When the state came into it, they rounded up all the usual suspects: local sex offenders, ex-cons with a history of violence, especially a history of violence toward women. There were a few suspects the state police kept an eye on, but it came to nothing. And it took the better part of a week for a physical search to be mounted. It was a pretty thorough search, too. People had combed over the Bluffs, Stiles Island, the marina, and the rest of town. Unfortunately, there had been a few days of heavy rains in the interim and the feeling was that, if there had been any less-than-obvious physical evidence to be found, it had been washed away with the rains.
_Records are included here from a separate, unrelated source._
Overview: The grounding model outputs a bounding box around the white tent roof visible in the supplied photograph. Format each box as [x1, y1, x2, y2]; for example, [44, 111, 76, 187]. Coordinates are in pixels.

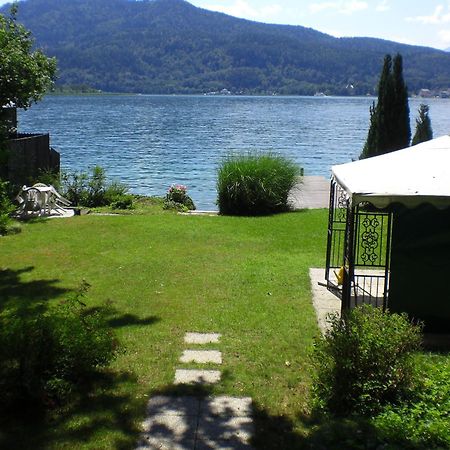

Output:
[331, 136, 450, 208]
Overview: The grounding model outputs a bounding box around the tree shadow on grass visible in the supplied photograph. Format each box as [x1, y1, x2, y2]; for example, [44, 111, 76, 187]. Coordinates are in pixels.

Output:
[252, 404, 386, 450]
[108, 314, 161, 328]
[0, 266, 70, 312]
[0, 372, 145, 450]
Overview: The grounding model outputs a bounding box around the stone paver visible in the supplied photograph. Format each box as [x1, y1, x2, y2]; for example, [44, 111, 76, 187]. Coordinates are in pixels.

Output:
[309, 268, 341, 334]
[137, 333, 254, 450]
[197, 416, 253, 444]
[180, 350, 222, 364]
[184, 333, 221, 344]
[147, 395, 200, 416]
[175, 369, 221, 384]
[288, 176, 330, 209]
[200, 395, 252, 417]
[137, 395, 254, 450]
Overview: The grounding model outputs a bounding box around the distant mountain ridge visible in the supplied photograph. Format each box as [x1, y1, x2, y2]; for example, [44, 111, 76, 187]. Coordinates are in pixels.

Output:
[0, 0, 450, 95]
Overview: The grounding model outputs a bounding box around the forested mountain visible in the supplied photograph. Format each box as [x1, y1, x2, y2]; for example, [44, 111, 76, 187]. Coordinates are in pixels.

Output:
[0, 0, 450, 95]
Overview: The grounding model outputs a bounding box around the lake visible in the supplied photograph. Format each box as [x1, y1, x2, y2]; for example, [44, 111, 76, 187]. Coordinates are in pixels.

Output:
[19, 95, 450, 209]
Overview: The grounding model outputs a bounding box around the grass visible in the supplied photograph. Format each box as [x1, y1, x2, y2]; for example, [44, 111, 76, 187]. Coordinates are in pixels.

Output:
[0, 206, 327, 449]
[0, 201, 450, 450]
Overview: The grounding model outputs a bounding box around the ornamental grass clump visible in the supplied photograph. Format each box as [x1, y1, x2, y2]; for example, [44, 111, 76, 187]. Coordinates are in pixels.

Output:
[312, 305, 421, 416]
[0, 282, 120, 411]
[217, 154, 300, 216]
[163, 184, 195, 212]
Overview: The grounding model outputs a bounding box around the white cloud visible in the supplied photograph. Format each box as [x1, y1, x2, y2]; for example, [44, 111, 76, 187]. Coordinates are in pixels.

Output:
[309, 0, 369, 14]
[406, 5, 450, 25]
[205, 0, 281, 20]
[438, 30, 450, 47]
[375, 0, 391, 12]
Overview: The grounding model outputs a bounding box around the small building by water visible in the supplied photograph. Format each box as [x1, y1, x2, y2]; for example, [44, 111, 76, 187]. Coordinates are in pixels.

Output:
[0, 105, 60, 186]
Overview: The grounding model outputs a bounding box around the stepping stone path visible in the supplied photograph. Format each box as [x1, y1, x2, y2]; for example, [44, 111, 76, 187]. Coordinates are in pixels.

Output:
[137, 333, 253, 450]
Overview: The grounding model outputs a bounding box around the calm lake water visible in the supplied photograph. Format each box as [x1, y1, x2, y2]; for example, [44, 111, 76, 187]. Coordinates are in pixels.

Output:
[19, 95, 450, 209]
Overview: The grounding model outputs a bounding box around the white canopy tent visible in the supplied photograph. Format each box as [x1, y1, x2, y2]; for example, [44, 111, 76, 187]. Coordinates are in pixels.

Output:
[332, 136, 450, 208]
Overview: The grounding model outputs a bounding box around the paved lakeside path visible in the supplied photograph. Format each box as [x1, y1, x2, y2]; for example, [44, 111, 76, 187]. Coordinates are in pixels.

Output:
[136, 332, 254, 450]
[289, 176, 330, 209]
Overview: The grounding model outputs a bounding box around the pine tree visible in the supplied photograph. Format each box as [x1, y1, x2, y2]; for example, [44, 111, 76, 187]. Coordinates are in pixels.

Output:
[360, 54, 411, 159]
[411, 104, 433, 145]
[387, 54, 411, 151]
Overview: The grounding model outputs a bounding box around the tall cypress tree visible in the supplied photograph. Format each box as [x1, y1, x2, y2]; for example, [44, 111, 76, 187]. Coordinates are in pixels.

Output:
[387, 54, 411, 151]
[360, 54, 411, 159]
[411, 104, 433, 145]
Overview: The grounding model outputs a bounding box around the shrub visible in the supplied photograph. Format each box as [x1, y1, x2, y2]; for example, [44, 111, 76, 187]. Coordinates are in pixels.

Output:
[163, 184, 195, 211]
[61, 166, 133, 209]
[217, 154, 300, 216]
[0, 179, 15, 235]
[0, 283, 118, 406]
[373, 355, 450, 449]
[61, 172, 88, 206]
[313, 305, 421, 415]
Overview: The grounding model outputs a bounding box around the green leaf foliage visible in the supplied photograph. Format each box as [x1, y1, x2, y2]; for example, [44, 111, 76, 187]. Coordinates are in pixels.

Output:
[0, 7, 56, 109]
[217, 154, 300, 216]
[0, 282, 119, 408]
[360, 54, 411, 159]
[313, 305, 421, 416]
[411, 104, 433, 145]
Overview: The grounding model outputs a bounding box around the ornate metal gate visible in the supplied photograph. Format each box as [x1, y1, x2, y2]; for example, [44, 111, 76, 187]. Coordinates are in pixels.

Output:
[325, 180, 392, 310]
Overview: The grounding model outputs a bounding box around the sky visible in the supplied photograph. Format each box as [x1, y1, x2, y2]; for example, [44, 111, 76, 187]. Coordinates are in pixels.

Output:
[189, 0, 450, 49]
[0, 0, 450, 49]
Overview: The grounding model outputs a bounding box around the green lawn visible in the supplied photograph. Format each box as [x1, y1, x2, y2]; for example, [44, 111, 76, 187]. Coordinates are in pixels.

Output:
[0, 210, 327, 449]
[0, 205, 450, 450]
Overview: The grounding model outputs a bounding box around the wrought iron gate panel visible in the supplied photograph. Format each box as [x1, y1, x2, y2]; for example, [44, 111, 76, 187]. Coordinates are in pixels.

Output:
[325, 181, 392, 310]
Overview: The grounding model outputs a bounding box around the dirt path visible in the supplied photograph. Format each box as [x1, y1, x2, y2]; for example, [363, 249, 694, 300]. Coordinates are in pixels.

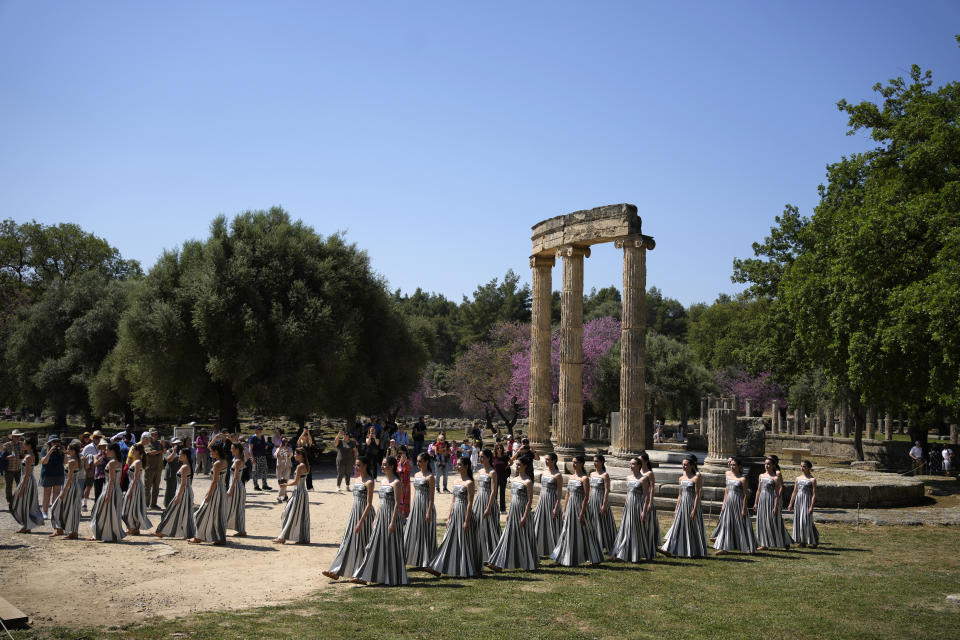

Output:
[0, 462, 462, 626]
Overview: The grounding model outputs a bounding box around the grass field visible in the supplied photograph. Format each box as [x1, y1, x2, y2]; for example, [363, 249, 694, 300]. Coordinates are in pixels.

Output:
[14, 518, 960, 639]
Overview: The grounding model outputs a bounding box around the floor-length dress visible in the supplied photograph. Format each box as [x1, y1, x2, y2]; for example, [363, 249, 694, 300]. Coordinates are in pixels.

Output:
[610, 477, 653, 562]
[661, 480, 707, 558]
[430, 484, 481, 578]
[587, 478, 617, 551]
[120, 467, 153, 530]
[156, 473, 197, 538]
[473, 474, 500, 562]
[194, 471, 227, 544]
[757, 478, 793, 548]
[90, 465, 126, 542]
[550, 476, 603, 567]
[713, 478, 757, 553]
[329, 479, 375, 576]
[488, 480, 537, 571]
[793, 478, 820, 544]
[533, 473, 560, 556]
[10, 466, 44, 529]
[226, 464, 247, 533]
[403, 478, 437, 568]
[50, 464, 83, 534]
[278, 474, 310, 544]
[353, 484, 407, 585]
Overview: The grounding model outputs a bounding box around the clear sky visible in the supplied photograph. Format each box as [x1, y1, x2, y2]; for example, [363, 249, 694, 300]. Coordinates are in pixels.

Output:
[0, 0, 960, 304]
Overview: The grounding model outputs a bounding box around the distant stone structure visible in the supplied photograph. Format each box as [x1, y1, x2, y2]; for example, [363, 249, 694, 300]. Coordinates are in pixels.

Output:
[529, 204, 656, 457]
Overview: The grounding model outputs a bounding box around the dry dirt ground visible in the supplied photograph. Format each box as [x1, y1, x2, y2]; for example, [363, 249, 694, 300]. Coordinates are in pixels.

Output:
[0, 468, 462, 625]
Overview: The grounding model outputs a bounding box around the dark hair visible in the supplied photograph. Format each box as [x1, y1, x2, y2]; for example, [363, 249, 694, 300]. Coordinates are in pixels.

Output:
[460, 456, 473, 480]
[593, 453, 607, 472]
[383, 456, 397, 474]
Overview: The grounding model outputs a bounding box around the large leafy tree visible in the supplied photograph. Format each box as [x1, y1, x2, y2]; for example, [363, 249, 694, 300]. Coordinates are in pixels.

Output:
[735, 52, 960, 448]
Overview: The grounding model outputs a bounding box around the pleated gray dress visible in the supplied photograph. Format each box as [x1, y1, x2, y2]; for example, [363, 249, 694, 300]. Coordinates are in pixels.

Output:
[713, 478, 757, 553]
[156, 473, 197, 538]
[194, 472, 227, 544]
[403, 478, 437, 568]
[473, 475, 500, 562]
[90, 469, 127, 542]
[120, 467, 153, 530]
[793, 478, 820, 544]
[550, 476, 603, 567]
[330, 481, 376, 576]
[430, 484, 482, 578]
[610, 477, 653, 562]
[757, 478, 793, 548]
[661, 480, 707, 558]
[533, 473, 560, 556]
[50, 464, 83, 534]
[587, 478, 617, 551]
[226, 461, 247, 533]
[353, 484, 407, 585]
[488, 481, 537, 571]
[278, 474, 310, 544]
[10, 467, 44, 529]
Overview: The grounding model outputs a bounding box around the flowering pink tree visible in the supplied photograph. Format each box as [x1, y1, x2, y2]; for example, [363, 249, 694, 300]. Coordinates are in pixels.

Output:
[510, 317, 620, 411]
[717, 369, 787, 412]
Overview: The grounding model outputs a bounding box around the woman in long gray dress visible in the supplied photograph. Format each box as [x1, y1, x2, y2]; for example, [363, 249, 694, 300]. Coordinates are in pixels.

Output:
[10, 438, 44, 533]
[88, 442, 126, 542]
[753, 456, 793, 551]
[353, 456, 407, 586]
[533, 451, 563, 556]
[660, 453, 707, 558]
[120, 443, 153, 536]
[471, 449, 500, 562]
[610, 458, 652, 562]
[273, 447, 310, 544]
[487, 453, 537, 571]
[427, 458, 482, 578]
[187, 442, 227, 546]
[50, 440, 83, 540]
[713, 458, 757, 556]
[787, 460, 820, 547]
[153, 444, 197, 538]
[587, 453, 617, 552]
[550, 455, 603, 567]
[403, 452, 437, 569]
[323, 456, 374, 580]
[226, 442, 247, 538]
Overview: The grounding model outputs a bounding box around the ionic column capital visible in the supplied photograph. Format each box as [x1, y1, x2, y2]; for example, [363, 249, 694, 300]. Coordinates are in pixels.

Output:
[530, 253, 557, 269]
[557, 244, 590, 258]
[613, 235, 657, 250]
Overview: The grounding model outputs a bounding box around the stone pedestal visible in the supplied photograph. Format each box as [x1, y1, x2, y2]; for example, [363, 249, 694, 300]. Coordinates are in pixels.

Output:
[556, 247, 584, 456]
[610, 236, 647, 458]
[704, 409, 737, 469]
[529, 256, 555, 453]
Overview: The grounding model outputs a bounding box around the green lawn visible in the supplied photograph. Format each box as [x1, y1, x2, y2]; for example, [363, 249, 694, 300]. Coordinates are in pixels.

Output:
[15, 519, 960, 639]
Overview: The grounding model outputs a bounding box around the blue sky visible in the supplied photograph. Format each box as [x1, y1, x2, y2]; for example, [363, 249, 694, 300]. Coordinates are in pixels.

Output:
[0, 0, 960, 304]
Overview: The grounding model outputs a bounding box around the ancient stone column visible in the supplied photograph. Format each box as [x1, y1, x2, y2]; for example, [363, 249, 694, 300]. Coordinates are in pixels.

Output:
[704, 409, 737, 469]
[611, 236, 647, 458]
[556, 246, 584, 456]
[697, 396, 709, 436]
[529, 255, 556, 453]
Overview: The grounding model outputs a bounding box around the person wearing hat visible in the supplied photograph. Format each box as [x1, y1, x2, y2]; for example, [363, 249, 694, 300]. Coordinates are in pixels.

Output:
[0, 429, 24, 506]
[248, 424, 273, 491]
[80, 429, 106, 511]
[40, 433, 65, 518]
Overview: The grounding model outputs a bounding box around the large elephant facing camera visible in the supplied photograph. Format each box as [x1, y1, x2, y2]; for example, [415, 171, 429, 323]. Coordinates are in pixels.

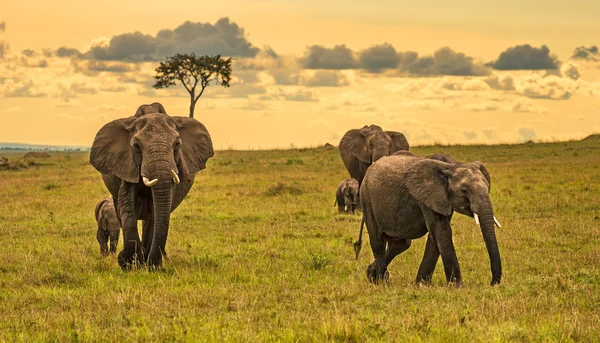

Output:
[355, 151, 502, 285]
[339, 125, 409, 184]
[90, 104, 214, 269]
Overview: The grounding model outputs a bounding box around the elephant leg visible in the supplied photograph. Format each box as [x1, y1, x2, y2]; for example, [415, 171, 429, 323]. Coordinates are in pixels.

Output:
[365, 206, 389, 284]
[429, 215, 462, 286]
[142, 219, 154, 258]
[118, 182, 143, 270]
[385, 238, 411, 266]
[417, 234, 440, 285]
[96, 227, 108, 256]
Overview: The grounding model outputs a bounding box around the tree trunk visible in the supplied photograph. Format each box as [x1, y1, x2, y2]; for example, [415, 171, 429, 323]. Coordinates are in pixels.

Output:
[190, 90, 196, 118]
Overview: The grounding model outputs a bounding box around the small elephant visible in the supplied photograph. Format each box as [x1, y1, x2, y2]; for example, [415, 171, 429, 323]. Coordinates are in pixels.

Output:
[133, 102, 167, 117]
[95, 197, 121, 256]
[339, 125, 409, 185]
[354, 152, 502, 285]
[333, 179, 358, 213]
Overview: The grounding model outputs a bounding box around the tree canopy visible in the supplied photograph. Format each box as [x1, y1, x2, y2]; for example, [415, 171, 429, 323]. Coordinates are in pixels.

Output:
[153, 53, 231, 118]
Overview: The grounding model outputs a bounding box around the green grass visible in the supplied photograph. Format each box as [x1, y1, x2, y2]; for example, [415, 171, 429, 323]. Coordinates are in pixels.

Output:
[0, 140, 600, 342]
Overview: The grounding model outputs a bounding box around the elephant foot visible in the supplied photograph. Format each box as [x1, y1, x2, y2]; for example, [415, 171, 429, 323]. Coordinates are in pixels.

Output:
[416, 275, 431, 287]
[367, 262, 390, 285]
[117, 250, 143, 271]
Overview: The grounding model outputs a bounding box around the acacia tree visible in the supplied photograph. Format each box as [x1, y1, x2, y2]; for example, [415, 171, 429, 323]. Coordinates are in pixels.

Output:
[153, 53, 231, 118]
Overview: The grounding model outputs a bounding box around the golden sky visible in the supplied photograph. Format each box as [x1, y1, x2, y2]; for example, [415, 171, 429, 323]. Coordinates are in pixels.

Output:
[0, 0, 600, 149]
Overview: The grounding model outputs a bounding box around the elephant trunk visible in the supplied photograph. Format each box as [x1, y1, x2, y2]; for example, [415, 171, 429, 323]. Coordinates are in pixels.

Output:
[147, 183, 173, 267]
[472, 196, 502, 286]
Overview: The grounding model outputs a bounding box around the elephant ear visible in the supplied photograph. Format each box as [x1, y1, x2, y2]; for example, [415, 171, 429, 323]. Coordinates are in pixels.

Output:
[405, 159, 453, 216]
[339, 126, 371, 163]
[90, 117, 140, 183]
[473, 161, 492, 193]
[385, 131, 409, 154]
[171, 117, 215, 180]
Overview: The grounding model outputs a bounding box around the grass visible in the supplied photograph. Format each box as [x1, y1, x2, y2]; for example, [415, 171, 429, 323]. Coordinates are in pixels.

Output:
[0, 140, 600, 342]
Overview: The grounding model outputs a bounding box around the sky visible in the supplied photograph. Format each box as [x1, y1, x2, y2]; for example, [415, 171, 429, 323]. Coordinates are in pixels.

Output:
[0, 0, 600, 149]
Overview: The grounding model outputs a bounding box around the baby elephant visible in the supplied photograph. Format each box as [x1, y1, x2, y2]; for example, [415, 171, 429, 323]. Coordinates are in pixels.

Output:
[96, 197, 121, 256]
[333, 179, 358, 213]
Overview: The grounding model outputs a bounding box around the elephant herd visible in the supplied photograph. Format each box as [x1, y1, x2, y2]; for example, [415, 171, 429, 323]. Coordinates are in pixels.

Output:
[90, 102, 502, 285]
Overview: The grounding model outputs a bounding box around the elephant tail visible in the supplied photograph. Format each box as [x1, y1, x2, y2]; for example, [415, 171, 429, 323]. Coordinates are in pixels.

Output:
[353, 216, 365, 260]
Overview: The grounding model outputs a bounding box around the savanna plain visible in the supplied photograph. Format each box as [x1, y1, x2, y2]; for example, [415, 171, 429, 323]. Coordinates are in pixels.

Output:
[0, 137, 600, 342]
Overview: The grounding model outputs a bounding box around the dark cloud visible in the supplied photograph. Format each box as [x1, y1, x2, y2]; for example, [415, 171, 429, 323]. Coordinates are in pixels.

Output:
[87, 32, 156, 62]
[300, 45, 357, 69]
[571, 45, 600, 61]
[304, 70, 350, 87]
[400, 47, 489, 76]
[56, 46, 81, 57]
[84, 18, 258, 62]
[270, 68, 300, 86]
[299, 43, 489, 76]
[0, 40, 10, 58]
[21, 49, 35, 57]
[489, 44, 560, 70]
[358, 43, 400, 72]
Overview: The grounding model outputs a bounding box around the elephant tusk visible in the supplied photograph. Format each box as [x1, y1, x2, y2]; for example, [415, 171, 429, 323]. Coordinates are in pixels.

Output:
[142, 176, 158, 187]
[494, 216, 502, 229]
[171, 169, 181, 185]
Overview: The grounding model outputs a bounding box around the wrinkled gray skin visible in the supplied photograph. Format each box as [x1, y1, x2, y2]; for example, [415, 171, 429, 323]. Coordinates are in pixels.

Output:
[133, 102, 167, 117]
[90, 103, 214, 269]
[355, 152, 502, 285]
[95, 197, 121, 256]
[333, 179, 358, 213]
[339, 125, 409, 185]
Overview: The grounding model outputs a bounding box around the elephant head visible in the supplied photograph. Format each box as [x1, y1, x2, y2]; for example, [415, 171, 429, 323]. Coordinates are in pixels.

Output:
[95, 197, 121, 256]
[90, 113, 214, 265]
[339, 125, 409, 184]
[406, 159, 502, 284]
[133, 102, 167, 117]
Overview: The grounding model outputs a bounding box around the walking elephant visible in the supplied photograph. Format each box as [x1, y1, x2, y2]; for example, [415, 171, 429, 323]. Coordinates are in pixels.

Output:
[90, 105, 214, 269]
[94, 197, 121, 256]
[339, 125, 409, 184]
[355, 152, 502, 285]
[333, 179, 358, 213]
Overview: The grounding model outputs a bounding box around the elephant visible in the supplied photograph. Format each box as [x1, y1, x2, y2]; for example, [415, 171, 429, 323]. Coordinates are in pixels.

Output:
[333, 179, 358, 213]
[339, 125, 409, 185]
[354, 151, 502, 286]
[90, 105, 214, 270]
[94, 197, 121, 256]
[134, 102, 167, 117]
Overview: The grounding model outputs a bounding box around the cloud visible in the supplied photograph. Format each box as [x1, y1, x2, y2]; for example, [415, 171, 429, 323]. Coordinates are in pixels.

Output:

The most fascinating parts of the reading for Jesse were the interviews with the teenagers of Paradise. It was fascinating on many levels because the kids interviewed back then were people Jesse had known only as adults. Molly and her husband among them. In fact, Molly had been interviewed three times. Bill Marchand and two other selectmen, Robbie Wilson, the mayor, and several of Paradise’s other citizens had been interviewed. Just as fascinating for Jesse was seeing names he didn’t recognize. A good number of the teens back then had stayed and made their lives here, but many had not. He wondered where those kids had gone and why they had gone and what they were up to now. The bottom line was that the interviews, like everything else in the case, led the cops nowhere. No one knew who Ginny and Mary Kate were meeting in the park. No one remembered seeing them.